L’objectif est d’améliorer l’autoconsommation solaire de la bâtisse, c’est-à-dire que celle-ci consomme le plus possible sa propre production d’électricité, une électricité solaire produite par son installation solaire. En s’appuyant sur des objets connectés, il est possible de faire fonctionner les appareils électriques principalement lorsque le soleil brille.

Les compteurs intelligents Linky

Jetons un coup d’œil sur un dispositif de domotique en particulier : le compteur Linky. Il est prévu qu’il soit présent dans tous les foyers d’ici 2021.

Ce boîtier connecté prélève les données à distance et permet, dans un premier temps, au gestionnaire de réseau d’électricité Enedis de mieux maîtriser la demande énergétique des bâtiments qu’il dessert et d’éviter ainsi les problèmes de surproduction.

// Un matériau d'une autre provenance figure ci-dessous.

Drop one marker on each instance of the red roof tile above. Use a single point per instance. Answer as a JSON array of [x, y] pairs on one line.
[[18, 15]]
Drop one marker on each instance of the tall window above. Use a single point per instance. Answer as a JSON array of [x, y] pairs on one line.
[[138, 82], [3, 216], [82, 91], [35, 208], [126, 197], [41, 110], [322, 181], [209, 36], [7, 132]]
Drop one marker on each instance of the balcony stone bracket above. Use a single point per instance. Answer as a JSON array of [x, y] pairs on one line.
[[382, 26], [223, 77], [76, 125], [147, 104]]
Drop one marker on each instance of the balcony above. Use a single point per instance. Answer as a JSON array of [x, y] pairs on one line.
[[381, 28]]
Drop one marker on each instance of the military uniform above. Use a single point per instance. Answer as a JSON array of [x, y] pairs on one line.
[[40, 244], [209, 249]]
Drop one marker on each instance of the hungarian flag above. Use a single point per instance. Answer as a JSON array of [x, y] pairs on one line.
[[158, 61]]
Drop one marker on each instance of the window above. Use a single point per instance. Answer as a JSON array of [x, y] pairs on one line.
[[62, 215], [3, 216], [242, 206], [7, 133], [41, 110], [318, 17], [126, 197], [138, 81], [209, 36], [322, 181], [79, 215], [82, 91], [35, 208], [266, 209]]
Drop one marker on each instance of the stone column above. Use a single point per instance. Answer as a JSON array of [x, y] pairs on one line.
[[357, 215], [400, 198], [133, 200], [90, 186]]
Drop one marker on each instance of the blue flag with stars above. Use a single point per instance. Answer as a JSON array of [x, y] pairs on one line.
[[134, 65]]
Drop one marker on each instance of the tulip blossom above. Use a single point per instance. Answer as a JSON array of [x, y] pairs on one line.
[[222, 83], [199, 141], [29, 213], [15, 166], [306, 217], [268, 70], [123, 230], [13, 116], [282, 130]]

Du côté des particuliers, ils peuvent avoir accès à leurs données Linky en se connectant à leur espace personnel sur le site Enedis. Du fait qu’elles sont accessibles quasi en temps réel (visionnables le jour suivant), ces données permettent d’adapter la consommation d’électricité, et par là de la réduire, car il est possible de :

  • changer ses habitudes de consommation en prenant connaissance des éco-gestes livrés par l’Agence de la transition écologique (ADEME) ;
  • changer de fournisseur d’énergie s’il propose à la fois de l’énergie verte et des tarifs plus avantageux ;
  • repérer les dysfonctionnements, donc des consommations anormales, en prenant comme point de comparaison la consommation des logements aux caractéristiques similaires pour ainsi éviter les déperditions énergétiques.

Enfin, ce compteur connecté favorise l’autoconsommation solaire. Lorsqu’il est connecté à des panneaux solaires, il permet de favoriser la consommation durant les périodes où les panneaux photovoltaïques sont les plus performants.

Des questions sont encore laissées en suspens concernant des projets à plus grande échelle, notamment l’exploitation des données provenant des smarts cities – villes intelligentes – par le biais d’algorithmes et intelligence artificielle (IA). Il est à espérer que les collectivités territoriales s’emparent de technologies telles que l’Internet des objets (IoT), ou encore des systèmes de data.

Mais il est certain que la place des technologies numériques au sein de la bataille contre le dérèglement climatique, avec pour objectifs de réduire les émissions de gaz à effet de serre d’au moins 50 % d’ici 2030 en comparaison à celles de 1990 et d’atteindre la neutralité carbone d’ici 2050, est sans conteste.